Immaculate Conception of Love

Immaculate Conception of Love

Susan WD at Flickr

My Healer.  Who is this man but everything?  The longer I walk, the more I understand.  Coming to Him as a twenty year old miserable sinner I knew Him as savior, but friends HE is always our savior in every way imaginable.

My Lord and my God, apart from Him we can do nothing!  I believe you’re my healer, Lord, and my portion, Jesus.

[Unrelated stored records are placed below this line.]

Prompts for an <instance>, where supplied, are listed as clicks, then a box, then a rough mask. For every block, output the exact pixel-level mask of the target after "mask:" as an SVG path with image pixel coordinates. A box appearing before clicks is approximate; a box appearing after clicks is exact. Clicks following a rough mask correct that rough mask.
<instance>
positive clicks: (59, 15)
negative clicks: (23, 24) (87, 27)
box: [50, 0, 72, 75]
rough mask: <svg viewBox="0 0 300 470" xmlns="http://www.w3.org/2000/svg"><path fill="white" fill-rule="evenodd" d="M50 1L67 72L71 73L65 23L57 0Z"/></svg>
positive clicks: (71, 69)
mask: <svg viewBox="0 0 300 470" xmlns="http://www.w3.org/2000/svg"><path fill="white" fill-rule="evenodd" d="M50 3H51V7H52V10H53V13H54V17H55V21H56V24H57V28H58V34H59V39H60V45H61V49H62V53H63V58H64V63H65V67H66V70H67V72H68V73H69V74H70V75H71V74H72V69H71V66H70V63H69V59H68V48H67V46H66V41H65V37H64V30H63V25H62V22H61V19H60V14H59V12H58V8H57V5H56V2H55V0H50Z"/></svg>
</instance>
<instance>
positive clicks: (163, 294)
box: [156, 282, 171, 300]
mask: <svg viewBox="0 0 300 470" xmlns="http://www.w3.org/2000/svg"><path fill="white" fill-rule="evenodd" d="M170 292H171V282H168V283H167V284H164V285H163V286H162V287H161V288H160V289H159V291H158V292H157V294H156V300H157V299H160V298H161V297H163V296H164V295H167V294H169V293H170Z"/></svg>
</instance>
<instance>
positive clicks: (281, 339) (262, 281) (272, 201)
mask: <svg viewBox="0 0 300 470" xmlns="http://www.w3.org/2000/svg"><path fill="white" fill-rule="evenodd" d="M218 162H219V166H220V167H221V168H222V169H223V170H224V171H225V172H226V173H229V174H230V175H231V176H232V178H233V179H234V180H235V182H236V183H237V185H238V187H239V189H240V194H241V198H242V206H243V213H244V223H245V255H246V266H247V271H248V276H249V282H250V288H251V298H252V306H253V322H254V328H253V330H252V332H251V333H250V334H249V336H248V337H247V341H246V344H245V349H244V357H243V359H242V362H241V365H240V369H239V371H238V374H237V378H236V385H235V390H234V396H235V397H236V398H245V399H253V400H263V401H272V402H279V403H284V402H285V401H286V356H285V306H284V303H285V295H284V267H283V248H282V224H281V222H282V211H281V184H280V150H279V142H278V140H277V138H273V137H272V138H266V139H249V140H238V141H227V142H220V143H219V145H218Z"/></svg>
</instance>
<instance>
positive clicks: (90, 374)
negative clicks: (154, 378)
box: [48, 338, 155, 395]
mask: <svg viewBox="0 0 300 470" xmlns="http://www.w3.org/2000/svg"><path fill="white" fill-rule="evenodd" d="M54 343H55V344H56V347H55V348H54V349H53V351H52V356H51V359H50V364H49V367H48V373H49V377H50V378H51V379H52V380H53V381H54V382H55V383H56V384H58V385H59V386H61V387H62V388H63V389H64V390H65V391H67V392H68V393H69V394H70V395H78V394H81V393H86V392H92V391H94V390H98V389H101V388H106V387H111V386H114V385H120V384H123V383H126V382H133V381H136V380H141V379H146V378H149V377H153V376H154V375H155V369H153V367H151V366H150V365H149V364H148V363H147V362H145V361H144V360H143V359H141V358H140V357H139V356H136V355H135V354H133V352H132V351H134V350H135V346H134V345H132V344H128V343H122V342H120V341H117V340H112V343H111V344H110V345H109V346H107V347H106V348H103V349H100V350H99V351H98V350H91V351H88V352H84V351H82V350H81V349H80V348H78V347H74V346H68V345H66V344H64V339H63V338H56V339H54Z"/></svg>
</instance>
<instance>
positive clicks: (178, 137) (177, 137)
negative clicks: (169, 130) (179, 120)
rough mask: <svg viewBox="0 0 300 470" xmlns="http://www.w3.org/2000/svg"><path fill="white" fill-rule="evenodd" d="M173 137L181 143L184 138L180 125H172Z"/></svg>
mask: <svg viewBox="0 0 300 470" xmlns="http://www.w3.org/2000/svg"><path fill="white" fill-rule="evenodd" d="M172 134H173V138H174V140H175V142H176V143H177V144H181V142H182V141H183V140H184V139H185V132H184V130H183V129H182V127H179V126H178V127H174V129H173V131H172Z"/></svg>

Twenty years later and He is the same savior, the same healer.  Over the last two decades I have been a collector of sin in various ways, only this time around much of the sin was not my own, but the sin of others.  Like an accumulation of pain and heartbreak.  From disappointments to private isolation, from betrayals to rejections.  An accumulation of weight and burden offering it up, always offering it up.  But the weight of it has felt much like my own sins–the weight, shame, even feelings of despair of life.

He came to me in brokenness at 20 over my sin, and I’m finding the same savior coming to me in my brokenness from the effects of sins committed against me.

He’s looking at me saying, “Steve, are you ready to receive the healing I have for you.  I healed you from within, are you willing to let me heal you from without?”

I look to Him and say, “Lord, so much pain, so much hurt!  I’m so broken.  I’m in so much pain, while hell circles around causing greater affliction.”

So I say, “Yes, Lord, come to me!  Heal my broken heart.  I have tried to bear it and I cannot.  I still need a savior!  Save me from my pain and despair.” And He comes to me, not to put together the broken jar, but thick oil comes and saturates the brokenness with His presence.

A Paradox of Christian holiness

He comes to the broken to heal.  They become little Christs and are rebroken as he was broken.  Then in the shattered journey of love, they have walked for love of Him.  He comes not to put the pieces back together, but simply rests within the pain of their private passions.

At the initial conversion, He comes to restore us from within making the image right again. The second breaking is fundamentally different; it is not from sin, but from love.  He doesn’t even want to take it away, rather, He desires not to remove the scars from His hands–that we might know Him and the power of His resurrection!  That we may somehow attain to the fellowship of His sufferings.  Suffering for love, this second brokenness is the mark of saints.  It is precious in the sight of God, and creates in us image, God’s image.

Only in sacrifice shall a world be saved, even through we who are called to the second breaking for love’s reward.

No greater love is this, that a man lay His life down for His friends.  All is not loss!  We are not alone.  Our Lord comes to our brokenness and enlivens us with perfect love that is pure, peaceable, and holy. It is free, it is sweetly broken next to the immaculate heart of Mary.

His intention for us–an immaculate conception of love.